O programa contemplou, em 2026, por meio do Edital CAPES 3/2026, a participação de 24 docentes que lecionam Física e Ciências na rede pública de educação básica, visando fortalecer a formação científica de docentes brasileiros, promover o intercâmbio internacional em ciência e educação, ampliar o impacto na educação básica do conhecimento produzido na área, além de fomentar o interesse dos estudantes pela ciência e pela tecnologia, em benefício do desenvolvimento científico e educacional do país.

“As atividades foram muito enriquecedoras e o programa me permitiu contato direto com pesquisadores, visitas a instalações únicas no mundo e também pude assistir palestras excelentes sobre ciência de fronteira e tecnologias avançadas. Uma das coisas que me chamou atenção foi a forma como o CERN valoriza a colaboração internacional e a divulgação do conhecimento, pois todos os dados que lá são produzidos são abertos e compartilhados.

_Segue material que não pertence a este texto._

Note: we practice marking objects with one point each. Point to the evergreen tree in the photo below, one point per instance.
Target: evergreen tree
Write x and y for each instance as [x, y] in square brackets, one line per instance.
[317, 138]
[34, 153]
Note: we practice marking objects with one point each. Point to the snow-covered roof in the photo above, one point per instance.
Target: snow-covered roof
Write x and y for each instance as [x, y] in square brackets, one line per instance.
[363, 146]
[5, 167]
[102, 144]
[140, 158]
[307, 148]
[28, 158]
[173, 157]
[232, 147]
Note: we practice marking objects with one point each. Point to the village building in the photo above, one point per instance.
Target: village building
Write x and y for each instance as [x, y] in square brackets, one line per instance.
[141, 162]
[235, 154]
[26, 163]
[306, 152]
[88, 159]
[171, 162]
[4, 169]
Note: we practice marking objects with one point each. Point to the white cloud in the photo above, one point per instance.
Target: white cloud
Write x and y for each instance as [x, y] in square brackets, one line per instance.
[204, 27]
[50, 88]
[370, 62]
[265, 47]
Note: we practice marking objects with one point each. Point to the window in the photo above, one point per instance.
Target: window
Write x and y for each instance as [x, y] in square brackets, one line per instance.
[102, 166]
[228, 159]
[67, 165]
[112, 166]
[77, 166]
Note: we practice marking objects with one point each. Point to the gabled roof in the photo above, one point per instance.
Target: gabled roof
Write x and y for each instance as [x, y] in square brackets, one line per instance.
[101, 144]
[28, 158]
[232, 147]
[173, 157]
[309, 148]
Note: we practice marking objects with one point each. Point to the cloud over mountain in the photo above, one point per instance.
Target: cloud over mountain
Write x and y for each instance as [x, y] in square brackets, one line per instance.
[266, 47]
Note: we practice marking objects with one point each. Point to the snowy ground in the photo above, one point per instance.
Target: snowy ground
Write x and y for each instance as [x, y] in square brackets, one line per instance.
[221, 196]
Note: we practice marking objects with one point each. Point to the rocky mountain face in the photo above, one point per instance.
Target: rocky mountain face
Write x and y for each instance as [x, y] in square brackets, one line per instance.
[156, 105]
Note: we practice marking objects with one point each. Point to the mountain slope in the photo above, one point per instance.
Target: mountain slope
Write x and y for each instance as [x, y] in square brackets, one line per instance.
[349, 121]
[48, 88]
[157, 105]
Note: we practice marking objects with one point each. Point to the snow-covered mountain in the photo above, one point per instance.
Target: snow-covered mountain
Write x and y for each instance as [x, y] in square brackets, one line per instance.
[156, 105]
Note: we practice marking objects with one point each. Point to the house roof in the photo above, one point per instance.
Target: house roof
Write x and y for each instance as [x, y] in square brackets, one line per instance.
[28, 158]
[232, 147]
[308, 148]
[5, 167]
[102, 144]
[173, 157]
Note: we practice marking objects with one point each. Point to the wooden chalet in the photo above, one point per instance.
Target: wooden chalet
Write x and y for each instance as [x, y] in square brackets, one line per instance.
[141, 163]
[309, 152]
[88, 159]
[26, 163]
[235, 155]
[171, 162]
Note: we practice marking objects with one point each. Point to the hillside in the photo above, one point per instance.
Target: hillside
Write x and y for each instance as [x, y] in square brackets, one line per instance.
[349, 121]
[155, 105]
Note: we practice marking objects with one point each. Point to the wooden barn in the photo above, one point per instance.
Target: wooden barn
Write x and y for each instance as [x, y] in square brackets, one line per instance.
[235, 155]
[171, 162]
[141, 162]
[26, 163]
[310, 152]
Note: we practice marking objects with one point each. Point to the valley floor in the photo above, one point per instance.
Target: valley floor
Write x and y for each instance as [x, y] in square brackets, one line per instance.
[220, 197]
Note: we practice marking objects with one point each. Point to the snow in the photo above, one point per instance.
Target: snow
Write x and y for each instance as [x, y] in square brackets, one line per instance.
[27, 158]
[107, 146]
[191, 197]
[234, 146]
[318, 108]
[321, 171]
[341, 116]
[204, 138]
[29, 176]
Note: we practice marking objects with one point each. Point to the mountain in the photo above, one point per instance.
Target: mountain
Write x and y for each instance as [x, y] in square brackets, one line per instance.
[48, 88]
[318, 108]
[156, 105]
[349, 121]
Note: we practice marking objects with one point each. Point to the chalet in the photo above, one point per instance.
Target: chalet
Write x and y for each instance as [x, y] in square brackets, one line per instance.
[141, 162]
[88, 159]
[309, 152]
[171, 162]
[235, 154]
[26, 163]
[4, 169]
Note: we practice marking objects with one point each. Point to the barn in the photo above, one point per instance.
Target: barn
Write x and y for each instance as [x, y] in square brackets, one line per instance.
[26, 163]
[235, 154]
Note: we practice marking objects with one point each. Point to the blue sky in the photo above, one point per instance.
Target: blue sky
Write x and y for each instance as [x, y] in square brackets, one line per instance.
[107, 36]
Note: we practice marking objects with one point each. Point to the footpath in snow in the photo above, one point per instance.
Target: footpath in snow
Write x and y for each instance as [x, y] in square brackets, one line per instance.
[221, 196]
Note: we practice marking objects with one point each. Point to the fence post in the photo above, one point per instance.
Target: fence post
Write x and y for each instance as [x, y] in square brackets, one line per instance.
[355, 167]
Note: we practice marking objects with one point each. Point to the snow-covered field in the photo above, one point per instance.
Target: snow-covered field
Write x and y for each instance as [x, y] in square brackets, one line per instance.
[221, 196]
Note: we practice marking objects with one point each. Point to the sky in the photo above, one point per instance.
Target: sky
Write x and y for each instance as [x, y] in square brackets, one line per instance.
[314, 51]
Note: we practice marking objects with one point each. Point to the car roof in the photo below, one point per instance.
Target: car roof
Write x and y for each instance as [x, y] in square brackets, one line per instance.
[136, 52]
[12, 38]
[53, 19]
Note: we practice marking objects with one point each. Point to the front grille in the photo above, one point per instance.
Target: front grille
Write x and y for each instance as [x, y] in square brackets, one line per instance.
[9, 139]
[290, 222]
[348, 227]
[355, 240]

Essa experiência só reforçou ainda mais minha admiração pela ciência e pelo impacto transformador que a educação faz na vida das pessoas”, explica a docente.

Com sua participação no Programa, a docente diz que busca também incentivar os estudantes a se dedicarem em busca de seus objetivos “Como professora poder compartilhar com os alunos essa vivência mostra pra eles que eles também podem alcançar essas oportunidades por meio dos estudos”.

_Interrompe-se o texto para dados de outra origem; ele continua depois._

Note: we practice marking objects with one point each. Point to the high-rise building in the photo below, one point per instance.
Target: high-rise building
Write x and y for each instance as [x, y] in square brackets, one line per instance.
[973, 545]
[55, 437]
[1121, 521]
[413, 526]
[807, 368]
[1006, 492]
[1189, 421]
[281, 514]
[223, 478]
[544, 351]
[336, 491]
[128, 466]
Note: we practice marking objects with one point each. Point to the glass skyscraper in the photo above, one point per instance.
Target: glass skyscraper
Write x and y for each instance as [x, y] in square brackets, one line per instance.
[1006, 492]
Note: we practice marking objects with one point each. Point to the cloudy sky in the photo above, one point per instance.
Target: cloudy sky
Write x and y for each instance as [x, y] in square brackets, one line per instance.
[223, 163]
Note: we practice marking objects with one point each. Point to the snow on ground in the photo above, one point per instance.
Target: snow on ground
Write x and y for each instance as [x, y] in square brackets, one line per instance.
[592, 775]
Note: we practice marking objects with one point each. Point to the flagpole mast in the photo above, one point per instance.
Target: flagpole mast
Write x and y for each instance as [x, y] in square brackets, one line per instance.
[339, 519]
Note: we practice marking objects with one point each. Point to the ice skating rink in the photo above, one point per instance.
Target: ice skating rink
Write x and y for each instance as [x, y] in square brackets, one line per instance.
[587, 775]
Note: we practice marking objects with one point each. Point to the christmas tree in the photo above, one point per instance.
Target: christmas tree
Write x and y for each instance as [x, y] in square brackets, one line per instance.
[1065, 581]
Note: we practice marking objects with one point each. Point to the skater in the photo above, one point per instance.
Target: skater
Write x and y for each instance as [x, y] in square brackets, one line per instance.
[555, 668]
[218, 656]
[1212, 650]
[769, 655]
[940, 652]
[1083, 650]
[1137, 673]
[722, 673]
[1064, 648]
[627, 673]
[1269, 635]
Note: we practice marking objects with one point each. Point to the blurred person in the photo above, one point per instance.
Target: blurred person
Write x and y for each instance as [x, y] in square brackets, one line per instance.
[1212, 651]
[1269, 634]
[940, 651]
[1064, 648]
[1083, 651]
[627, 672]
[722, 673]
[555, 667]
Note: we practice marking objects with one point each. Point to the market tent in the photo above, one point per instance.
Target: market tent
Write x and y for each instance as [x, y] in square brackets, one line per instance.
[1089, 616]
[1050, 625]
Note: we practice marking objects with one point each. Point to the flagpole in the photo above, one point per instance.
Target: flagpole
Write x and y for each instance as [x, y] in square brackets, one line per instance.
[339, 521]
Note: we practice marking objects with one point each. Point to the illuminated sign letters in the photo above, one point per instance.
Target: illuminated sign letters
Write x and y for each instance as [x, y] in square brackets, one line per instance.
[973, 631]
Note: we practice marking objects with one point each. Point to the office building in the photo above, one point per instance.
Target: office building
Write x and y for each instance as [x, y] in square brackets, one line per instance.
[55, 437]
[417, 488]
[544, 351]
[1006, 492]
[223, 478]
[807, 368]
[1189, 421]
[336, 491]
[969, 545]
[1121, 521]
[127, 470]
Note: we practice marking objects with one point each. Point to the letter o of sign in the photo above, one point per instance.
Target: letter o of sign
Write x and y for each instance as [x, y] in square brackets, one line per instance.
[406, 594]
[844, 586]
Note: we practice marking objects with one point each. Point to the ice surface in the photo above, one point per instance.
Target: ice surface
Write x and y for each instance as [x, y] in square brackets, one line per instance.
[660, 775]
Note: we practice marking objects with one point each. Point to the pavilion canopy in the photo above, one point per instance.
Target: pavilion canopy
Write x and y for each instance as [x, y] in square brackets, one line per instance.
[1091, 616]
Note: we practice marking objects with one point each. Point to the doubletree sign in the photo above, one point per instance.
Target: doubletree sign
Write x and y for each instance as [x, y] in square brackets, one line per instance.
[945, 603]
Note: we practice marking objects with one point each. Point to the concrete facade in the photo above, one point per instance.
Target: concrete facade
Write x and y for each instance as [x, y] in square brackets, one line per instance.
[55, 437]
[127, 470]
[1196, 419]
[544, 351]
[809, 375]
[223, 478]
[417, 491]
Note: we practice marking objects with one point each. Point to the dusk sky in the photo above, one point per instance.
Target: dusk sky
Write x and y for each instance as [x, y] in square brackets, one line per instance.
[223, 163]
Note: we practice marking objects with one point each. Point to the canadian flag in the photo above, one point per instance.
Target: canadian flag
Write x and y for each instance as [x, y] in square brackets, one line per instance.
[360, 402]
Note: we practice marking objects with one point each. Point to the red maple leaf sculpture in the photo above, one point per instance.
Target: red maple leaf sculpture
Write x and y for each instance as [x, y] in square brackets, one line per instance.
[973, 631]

A docente cita também a participação feminina na área: “Também pelo fato de ser uma mulher na física, falando particularmente sobre minha atuação, na época em que eu era aluna sentia muita falta de ver mais mulheres na minha área. Ao chegar no CERN, vi que infelizmente ainda somos poucas por lá também, e é preciso incentivar as meninas de que elas podem seguir uma carreira científica e internacional, se assim desejarem”. No CERN, as mulheres representavam cerca de 20% da equipe técnica e científica na última década. Porém, dados mais recentes que compreendem de novembro de 2024 e dezembro de 2025 mostram que o número subiu para aproximadamente 24,5% a 24,7%, aproximando-se da meta estratégica do centro.

“Na condição de docente vinculada à USCS, ressalto que esta conquista projeta diretamente nossa instituição em um cenário internacional de formação docente associado ao CERN, levando o nome da USCS a um dos mais relevantes centros de pesquisa científica do mundo e ampliando sua visibilidade acadêmica em redes de excelência científica”, reforça.

(da esq. para a dir.) Miriam Gandelman (UFRJ), Thaís Schmidt (USCS), Sandra Padula (Unesp) e Jeff Wiener, diretor do CERN.

O Brasil é 1º país das Américas com status de ‘Estado Membro’ da Organização Europeia para a Pesquisa Nuclear responsável pela operação do maior colisor de partículas do mundo, palco de uma das grandes descobertas da história da física: o bóson de Higgs, apelidado de “partícula de Deus”.